Ridurre l’uso di prodotti chimici nella sanificazione mantenendo la shelf life
Il settore ortofrutticolo affronta quotidianamente la sfida di garantire prodotti freschi, sicuri e di lunga durata, mantenendo al contempo un approccio sostenibile. In particolare, un’importante azienda del Nord Italia, attiva nella lavorazione e distribuzione di ortaggi a foglia e in particolare di basilico, cercava una soluzione efficace per:
• Eliminare residui di pesticidi e patogeni dalle superfici e dalle linee di lavorazione;
• Ridurre al minimo l’utilizzo di disinfettanti chimici aggressivi (come ipoclorito di sodio);
• Prolungare la shelf life del prodotto fresco;
• Ottenere certificazioni legate alla sicurezza alimentare e alla sostenibilità ambientale.

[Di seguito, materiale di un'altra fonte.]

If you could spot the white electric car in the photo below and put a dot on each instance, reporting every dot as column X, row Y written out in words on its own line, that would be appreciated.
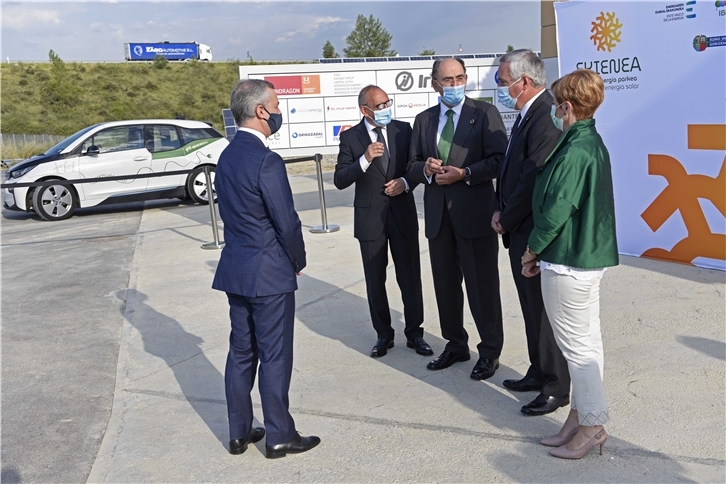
column 115, row 149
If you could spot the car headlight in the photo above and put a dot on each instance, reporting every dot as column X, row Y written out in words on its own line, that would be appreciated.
column 21, row 172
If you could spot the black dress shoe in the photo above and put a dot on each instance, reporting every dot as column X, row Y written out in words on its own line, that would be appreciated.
column 381, row 348
column 543, row 404
column 526, row 384
column 238, row 446
column 422, row 347
column 295, row 446
column 446, row 359
column 484, row 368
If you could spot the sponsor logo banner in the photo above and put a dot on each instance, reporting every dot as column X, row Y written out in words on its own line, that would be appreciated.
column 668, row 158
column 307, row 135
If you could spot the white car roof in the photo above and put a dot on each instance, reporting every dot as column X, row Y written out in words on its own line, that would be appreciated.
column 184, row 123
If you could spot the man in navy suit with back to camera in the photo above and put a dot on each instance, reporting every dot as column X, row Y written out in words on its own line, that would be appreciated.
column 373, row 155
column 263, row 255
column 522, row 80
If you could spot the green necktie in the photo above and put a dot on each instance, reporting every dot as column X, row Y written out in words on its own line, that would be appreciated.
column 447, row 137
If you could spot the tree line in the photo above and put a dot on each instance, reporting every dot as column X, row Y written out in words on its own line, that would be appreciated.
column 370, row 39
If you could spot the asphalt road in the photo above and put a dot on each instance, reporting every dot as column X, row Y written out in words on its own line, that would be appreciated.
column 63, row 293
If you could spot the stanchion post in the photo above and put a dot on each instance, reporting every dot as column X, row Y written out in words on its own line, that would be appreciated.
column 325, row 228
column 217, row 244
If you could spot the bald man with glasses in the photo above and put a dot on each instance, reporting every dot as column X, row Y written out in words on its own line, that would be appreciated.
column 457, row 148
column 373, row 156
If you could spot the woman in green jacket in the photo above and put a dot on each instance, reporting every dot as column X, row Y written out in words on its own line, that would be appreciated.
column 572, row 243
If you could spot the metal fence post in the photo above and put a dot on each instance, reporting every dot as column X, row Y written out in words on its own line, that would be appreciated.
column 217, row 244
column 325, row 228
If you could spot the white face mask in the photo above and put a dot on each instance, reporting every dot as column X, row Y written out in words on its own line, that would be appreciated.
column 559, row 122
column 504, row 98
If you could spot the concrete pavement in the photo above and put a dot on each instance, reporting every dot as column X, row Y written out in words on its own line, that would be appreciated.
column 391, row 419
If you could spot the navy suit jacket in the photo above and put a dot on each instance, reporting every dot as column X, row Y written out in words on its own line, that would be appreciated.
column 370, row 202
column 531, row 143
column 264, row 246
column 479, row 143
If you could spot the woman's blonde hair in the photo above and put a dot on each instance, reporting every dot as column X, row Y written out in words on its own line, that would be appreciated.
column 583, row 88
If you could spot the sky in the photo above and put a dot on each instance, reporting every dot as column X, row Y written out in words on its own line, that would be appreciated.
column 271, row 30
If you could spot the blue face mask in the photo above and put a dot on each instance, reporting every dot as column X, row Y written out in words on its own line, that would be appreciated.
column 453, row 95
column 559, row 122
column 383, row 117
column 504, row 98
column 274, row 121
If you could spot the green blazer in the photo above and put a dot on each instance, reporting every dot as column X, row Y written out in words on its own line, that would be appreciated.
column 572, row 202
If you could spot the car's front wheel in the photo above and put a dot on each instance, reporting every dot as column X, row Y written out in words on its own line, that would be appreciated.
column 197, row 188
column 54, row 202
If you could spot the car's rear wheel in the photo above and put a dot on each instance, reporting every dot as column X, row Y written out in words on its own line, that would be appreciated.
column 197, row 188
column 54, row 202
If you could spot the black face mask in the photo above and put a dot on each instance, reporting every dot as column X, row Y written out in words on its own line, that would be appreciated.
column 274, row 121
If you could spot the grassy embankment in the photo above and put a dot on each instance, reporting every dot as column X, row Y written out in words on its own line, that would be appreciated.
column 108, row 92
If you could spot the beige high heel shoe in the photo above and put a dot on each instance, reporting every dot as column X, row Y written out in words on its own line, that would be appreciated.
column 556, row 441
column 564, row 453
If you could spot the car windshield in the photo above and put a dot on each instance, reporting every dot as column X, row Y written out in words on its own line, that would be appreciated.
column 68, row 141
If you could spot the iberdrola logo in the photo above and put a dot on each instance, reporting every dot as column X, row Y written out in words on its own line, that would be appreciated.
column 606, row 31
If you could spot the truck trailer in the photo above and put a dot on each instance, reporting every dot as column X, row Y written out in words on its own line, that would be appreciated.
column 181, row 51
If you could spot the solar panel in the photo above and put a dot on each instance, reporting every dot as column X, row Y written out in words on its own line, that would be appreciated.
column 230, row 127
column 406, row 58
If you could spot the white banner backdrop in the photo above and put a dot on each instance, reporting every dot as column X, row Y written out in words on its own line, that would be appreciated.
column 663, row 119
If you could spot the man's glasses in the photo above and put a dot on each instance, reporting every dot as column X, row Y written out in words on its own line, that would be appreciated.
column 384, row 105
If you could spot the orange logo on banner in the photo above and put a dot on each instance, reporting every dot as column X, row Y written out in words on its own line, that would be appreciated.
column 606, row 31
column 311, row 84
column 683, row 192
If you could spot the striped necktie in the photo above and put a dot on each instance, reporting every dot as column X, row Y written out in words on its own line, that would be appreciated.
column 447, row 137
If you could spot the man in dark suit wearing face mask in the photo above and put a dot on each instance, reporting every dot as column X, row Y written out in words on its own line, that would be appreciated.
column 522, row 79
column 258, row 269
column 456, row 150
column 373, row 155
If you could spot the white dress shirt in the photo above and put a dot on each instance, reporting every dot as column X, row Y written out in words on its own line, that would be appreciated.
column 256, row 133
column 529, row 103
column 443, row 118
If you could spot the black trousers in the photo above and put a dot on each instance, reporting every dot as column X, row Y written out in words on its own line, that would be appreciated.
column 407, row 262
column 475, row 261
column 546, row 362
column 262, row 333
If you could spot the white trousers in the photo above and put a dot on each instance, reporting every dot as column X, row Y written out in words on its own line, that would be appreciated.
column 573, row 307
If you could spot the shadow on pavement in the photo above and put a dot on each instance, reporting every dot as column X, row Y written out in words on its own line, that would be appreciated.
column 165, row 338
column 710, row 347
column 339, row 315
column 683, row 271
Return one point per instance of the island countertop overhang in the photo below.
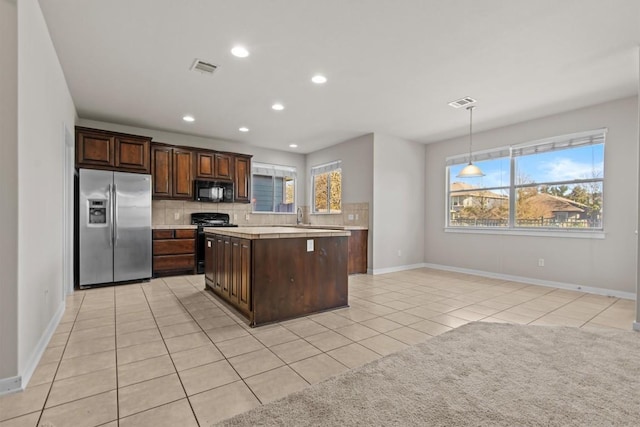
(255, 233)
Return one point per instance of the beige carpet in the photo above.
(481, 374)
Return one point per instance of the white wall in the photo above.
(44, 107)
(399, 203)
(357, 175)
(262, 155)
(608, 263)
(9, 190)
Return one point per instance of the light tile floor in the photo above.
(167, 353)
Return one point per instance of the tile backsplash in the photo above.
(178, 212)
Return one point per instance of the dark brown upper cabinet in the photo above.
(242, 180)
(214, 166)
(97, 149)
(171, 168)
(224, 166)
(205, 164)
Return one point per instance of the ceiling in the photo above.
(392, 66)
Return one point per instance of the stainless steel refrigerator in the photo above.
(114, 227)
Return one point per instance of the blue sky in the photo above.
(561, 165)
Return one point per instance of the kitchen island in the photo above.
(276, 273)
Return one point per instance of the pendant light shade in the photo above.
(471, 170)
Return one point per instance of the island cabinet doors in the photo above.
(222, 254)
(228, 269)
(241, 274)
(209, 258)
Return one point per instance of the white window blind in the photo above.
(560, 142)
(273, 170)
(327, 167)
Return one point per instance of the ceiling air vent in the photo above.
(458, 103)
(203, 67)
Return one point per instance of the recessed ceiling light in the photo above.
(319, 79)
(240, 52)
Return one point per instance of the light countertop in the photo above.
(275, 232)
(333, 227)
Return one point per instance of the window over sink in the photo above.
(274, 188)
(327, 188)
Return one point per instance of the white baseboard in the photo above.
(395, 269)
(10, 385)
(532, 281)
(37, 353)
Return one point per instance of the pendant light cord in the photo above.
(470, 108)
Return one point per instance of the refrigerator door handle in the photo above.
(110, 213)
(115, 215)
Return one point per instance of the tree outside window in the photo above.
(327, 188)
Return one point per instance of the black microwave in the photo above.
(213, 191)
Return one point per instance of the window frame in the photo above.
(326, 168)
(275, 171)
(558, 143)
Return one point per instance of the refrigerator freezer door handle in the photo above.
(110, 213)
(115, 215)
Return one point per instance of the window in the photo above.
(327, 188)
(556, 183)
(274, 188)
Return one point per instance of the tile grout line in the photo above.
(60, 361)
(223, 355)
(169, 354)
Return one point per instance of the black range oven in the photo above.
(207, 219)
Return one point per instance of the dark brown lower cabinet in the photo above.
(269, 280)
(358, 251)
(174, 252)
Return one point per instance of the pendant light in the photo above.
(471, 170)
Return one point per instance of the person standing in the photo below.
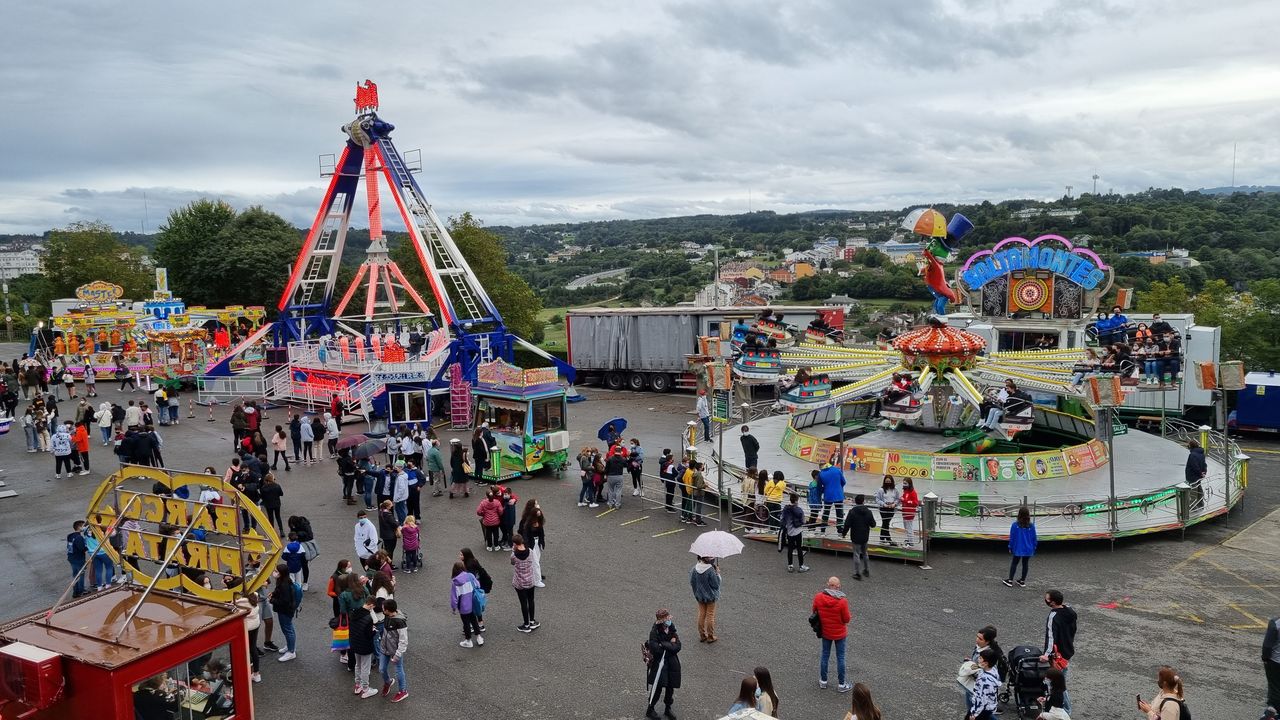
(533, 528)
(704, 414)
(887, 500)
(1194, 472)
(833, 616)
(366, 537)
(832, 481)
(462, 602)
(284, 606)
(80, 449)
(704, 579)
(1059, 637)
(1271, 661)
(524, 579)
(76, 552)
(391, 654)
(750, 449)
(458, 470)
(435, 468)
(635, 464)
(859, 527)
(1022, 545)
(62, 447)
(280, 449)
(663, 675)
(615, 465)
(792, 533)
(667, 472)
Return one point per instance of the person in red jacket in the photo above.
(80, 447)
(832, 609)
(490, 520)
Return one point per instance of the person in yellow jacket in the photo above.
(773, 491)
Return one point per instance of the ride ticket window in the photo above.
(548, 415)
(196, 689)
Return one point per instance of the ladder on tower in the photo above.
(471, 305)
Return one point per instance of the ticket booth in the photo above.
(168, 643)
(526, 414)
(176, 657)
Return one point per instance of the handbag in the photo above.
(816, 623)
(341, 641)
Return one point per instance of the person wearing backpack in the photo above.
(286, 601)
(361, 629)
(393, 643)
(1169, 702)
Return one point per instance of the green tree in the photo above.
(516, 301)
(85, 253)
(188, 233)
(247, 263)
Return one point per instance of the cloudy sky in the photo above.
(570, 110)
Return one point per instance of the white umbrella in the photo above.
(716, 543)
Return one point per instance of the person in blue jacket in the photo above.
(832, 482)
(1022, 545)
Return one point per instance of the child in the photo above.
(393, 643)
(408, 533)
(361, 625)
(293, 555)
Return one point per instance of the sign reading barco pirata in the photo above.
(99, 291)
(219, 542)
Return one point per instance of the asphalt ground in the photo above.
(1198, 604)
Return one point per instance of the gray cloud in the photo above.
(581, 110)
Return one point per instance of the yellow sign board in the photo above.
(99, 291)
(218, 540)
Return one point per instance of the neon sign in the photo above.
(1075, 264)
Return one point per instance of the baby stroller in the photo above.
(1025, 680)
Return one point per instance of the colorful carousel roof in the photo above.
(938, 340)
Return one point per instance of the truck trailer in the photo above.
(648, 347)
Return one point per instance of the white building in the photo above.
(19, 263)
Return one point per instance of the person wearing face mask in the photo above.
(533, 525)
(663, 660)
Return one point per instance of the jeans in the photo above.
(613, 496)
(364, 664)
(795, 545)
(528, 610)
(707, 619)
(862, 563)
(291, 637)
(826, 513)
(1013, 565)
(77, 565)
(840, 659)
(104, 570)
(384, 664)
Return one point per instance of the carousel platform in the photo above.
(1064, 507)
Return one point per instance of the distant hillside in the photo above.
(1244, 188)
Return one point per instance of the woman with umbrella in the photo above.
(458, 469)
(663, 654)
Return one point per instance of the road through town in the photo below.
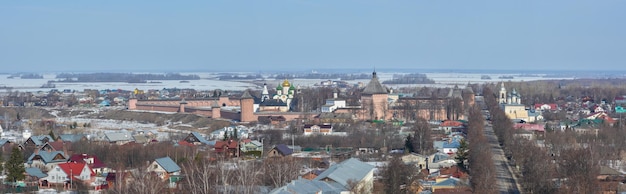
(507, 182)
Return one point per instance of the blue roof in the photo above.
(350, 169)
(168, 164)
(47, 157)
(35, 172)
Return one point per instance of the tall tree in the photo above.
(408, 144)
(15, 166)
(422, 140)
(397, 176)
(1, 164)
(462, 153)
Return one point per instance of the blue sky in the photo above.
(311, 34)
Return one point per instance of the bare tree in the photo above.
(279, 171)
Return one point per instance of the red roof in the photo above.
(58, 145)
(449, 123)
(552, 106)
(230, 144)
(185, 143)
(529, 127)
(74, 168)
(82, 158)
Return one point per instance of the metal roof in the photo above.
(351, 169)
(308, 186)
(35, 172)
(47, 157)
(374, 86)
(168, 164)
(71, 137)
(118, 136)
(200, 138)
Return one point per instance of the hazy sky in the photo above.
(230, 35)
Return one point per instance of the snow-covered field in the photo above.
(206, 83)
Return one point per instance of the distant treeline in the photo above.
(413, 78)
(122, 77)
(27, 76)
(239, 77)
(324, 76)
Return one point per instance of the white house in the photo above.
(62, 172)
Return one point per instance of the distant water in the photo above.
(207, 82)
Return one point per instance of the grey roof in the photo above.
(47, 157)
(168, 164)
(374, 86)
(140, 138)
(39, 139)
(351, 169)
(273, 102)
(118, 136)
(283, 149)
(35, 172)
(468, 89)
(256, 143)
(308, 186)
(200, 138)
(450, 182)
(4, 141)
(437, 157)
(246, 94)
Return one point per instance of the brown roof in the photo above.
(374, 86)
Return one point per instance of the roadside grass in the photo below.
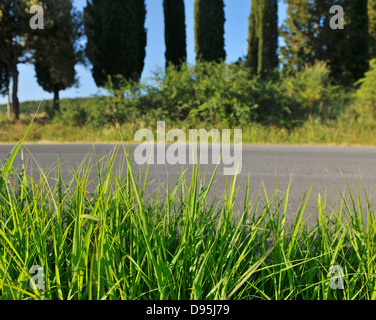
(343, 131)
(119, 242)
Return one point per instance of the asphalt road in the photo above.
(325, 166)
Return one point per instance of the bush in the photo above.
(365, 97)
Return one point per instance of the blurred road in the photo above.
(322, 165)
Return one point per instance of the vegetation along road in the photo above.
(328, 168)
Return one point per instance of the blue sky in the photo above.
(236, 33)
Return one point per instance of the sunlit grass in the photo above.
(119, 242)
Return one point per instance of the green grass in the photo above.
(119, 242)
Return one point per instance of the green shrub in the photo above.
(365, 97)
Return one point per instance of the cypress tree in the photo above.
(175, 33)
(268, 37)
(141, 36)
(15, 33)
(372, 28)
(253, 38)
(116, 39)
(56, 51)
(301, 33)
(209, 30)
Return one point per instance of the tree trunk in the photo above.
(16, 106)
(56, 106)
(8, 104)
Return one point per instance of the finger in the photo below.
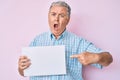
(74, 56)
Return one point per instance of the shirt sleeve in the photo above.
(90, 47)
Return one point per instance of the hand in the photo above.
(23, 62)
(86, 58)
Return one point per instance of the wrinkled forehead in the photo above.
(58, 8)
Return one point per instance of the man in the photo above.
(78, 50)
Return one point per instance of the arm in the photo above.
(87, 58)
(105, 58)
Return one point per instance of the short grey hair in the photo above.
(63, 4)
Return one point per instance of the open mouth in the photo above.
(56, 26)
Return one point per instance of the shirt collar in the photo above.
(60, 37)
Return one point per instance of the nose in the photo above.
(57, 17)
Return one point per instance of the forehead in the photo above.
(58, 9)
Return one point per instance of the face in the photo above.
(58, 19)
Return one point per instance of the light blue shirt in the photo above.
(73, 45)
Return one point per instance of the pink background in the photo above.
(96, 20)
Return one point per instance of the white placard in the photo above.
(45, 60)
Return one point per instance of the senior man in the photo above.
(79, 51)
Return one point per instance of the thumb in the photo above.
(74, 56)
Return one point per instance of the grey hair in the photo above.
(63, 4)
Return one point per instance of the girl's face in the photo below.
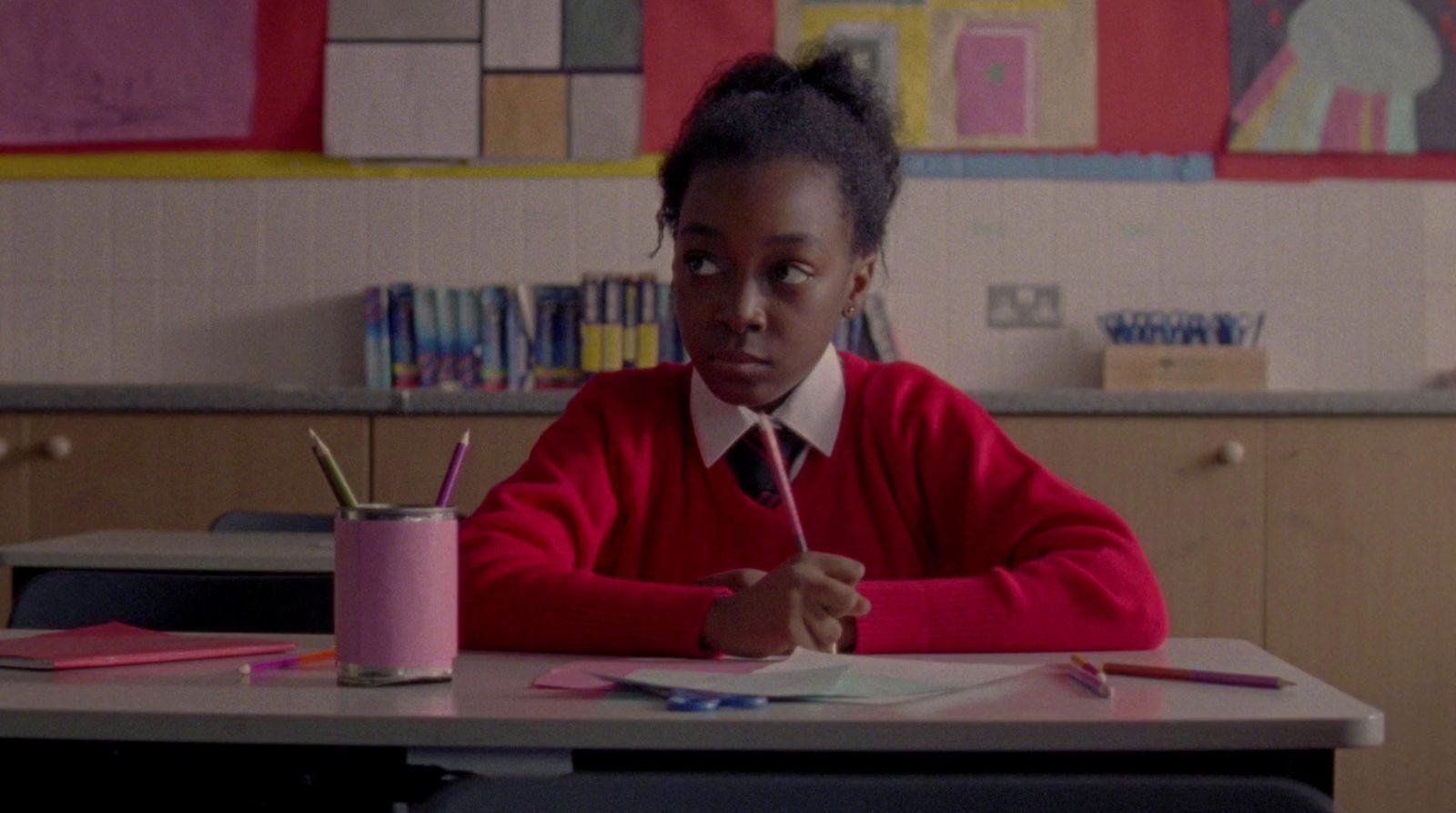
(762, 273)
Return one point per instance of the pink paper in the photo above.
(395, 594)
(120, 645)
(126, 70)
(996, 80)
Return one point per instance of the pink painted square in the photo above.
(996, 80)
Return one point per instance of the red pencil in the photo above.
(1198, 675)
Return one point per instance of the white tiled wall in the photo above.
(257, 281)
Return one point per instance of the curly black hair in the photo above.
(822, 109)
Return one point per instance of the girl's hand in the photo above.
(798, 605)
(734, 580)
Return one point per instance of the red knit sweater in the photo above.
(968, 545)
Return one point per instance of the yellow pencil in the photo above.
(331, 471)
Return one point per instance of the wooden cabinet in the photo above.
(14, 503)
(1361, 565)
(14, 499)
(411, 453)
(91, 471)
(1193, 492)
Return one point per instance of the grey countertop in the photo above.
(201, 398)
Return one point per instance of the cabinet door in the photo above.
(12, 480)
(181, 471)
(1191, 490)
(411, 455)
(14, 507)
(1361, 545)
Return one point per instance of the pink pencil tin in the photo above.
(395, 595)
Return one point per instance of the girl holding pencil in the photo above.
(641, 522)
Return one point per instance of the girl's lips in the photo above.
(737, 357)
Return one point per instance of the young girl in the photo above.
(644, 523)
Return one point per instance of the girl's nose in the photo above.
(744, 310)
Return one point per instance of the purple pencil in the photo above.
(453, 471)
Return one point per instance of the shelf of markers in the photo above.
(543, 335)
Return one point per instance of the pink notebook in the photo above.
(121, 645)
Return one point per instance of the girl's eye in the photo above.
(701, 266)
(791, 274)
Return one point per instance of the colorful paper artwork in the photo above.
(996, 80)
(1343, 76)
(875, 50)
(683, 44)
(970, 73)
(76, 72)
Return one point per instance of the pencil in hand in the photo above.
(331, 471)
(781, 480)
(286, 662)
(453, 471)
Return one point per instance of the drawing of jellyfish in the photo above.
(1346, 80)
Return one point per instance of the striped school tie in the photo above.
(749, 461)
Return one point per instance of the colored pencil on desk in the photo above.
(1198, 675)
(453, 471)
(331, 471)
(781, 478)
(1091, 676)
(286, 662)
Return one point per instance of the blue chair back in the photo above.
(213, 602)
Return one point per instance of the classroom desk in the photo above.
(490, 720)
(177, 550)
(194, 551)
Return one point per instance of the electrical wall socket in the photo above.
(1024, 306)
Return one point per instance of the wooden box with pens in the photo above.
(1096, 676)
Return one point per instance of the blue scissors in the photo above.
(688, 699)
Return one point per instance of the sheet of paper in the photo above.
(395, 21)
(804, 684)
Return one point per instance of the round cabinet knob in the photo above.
(57, 448)
(1229, 453)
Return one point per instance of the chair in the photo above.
(829, 793)
(281, 522)
(171, 601)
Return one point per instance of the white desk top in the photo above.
(491, 706)
(177, 550)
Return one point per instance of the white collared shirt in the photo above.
(813, 412)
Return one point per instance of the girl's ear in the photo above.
(859, 279)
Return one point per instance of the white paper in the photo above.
(400, 101)
(830, 677)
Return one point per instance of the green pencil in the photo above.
(331, 470)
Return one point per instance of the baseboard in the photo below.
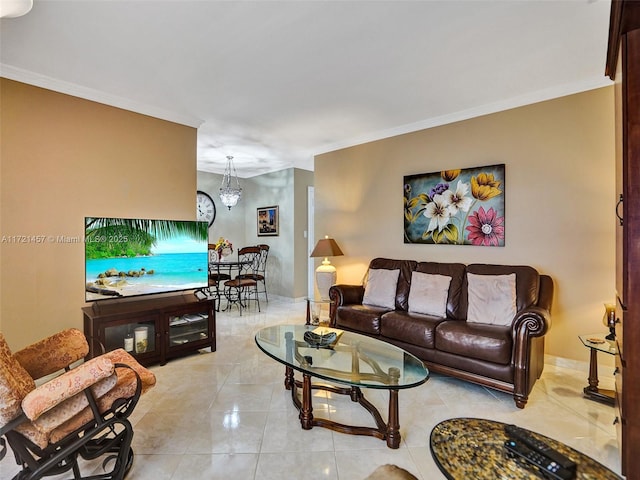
(606, 364)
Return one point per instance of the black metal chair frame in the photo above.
(215, 276)
(108, 434)
(261, 272)
(240, 290)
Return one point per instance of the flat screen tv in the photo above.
(126, 257)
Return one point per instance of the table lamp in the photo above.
(326, 273)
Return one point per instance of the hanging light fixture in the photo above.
(230, 194)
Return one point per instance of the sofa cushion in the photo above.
(457, 273)
(360, 318)
(527, 282)
(412, 328)
(491, 298)
(429, 293)
(404, 280)
(380, 288)
(491, 343)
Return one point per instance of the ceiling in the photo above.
(274, 83)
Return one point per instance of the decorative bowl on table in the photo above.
(318, 340)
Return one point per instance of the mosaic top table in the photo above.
(354, 360)
(465, 448)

Sanodyna è stata implementata in diverse fasi del processo produttivo:
• Pre-lavaggio e lavaggio finale degli ortaggi con acqua trattata con Sanodyna, sfruttando il suo potere biocida a base di acido ipocloroso;
• Nebulizzazione ambientale e sanificazione degli impianti a fine turno, riducendo la carica batterica nell’aria e sulle superfici;
• Trattamento delle acque di processo, con un sistema a circuito chiuso che permette il riutilizzo sicuro dell’acqua grazie all’effetto sanificante continuo.
La formazione al personale e il monitoraggio microbiologico continuo hanno permesso di validare ogni passaggio e personalizzare l’intervento.
Dopo soli tre mesi dall’adozione di Sanodyna, i risultati sono stati significativi:
• -90% della carica batterica complessiva su superfici e prodotto finito;
• +40% di shelf life media dei prodotti confezionati, con minor rischio di deterioramento precoce;
• Eliminazione totale dell’uso di ipoclorito di sodio e altri disinfettanti chimici;
• Certificazione ISO 22000 ottenuta grazie al miglioramento dei protocolli HACCP;
• Riduzione dei costi operativi legati alla gestione chimica e allo smaltimento delle acque.
Sanodyna ha permesso all’azienda di distinguersi come modello di innovazione sostenibile nel comparto ortofrutticolo.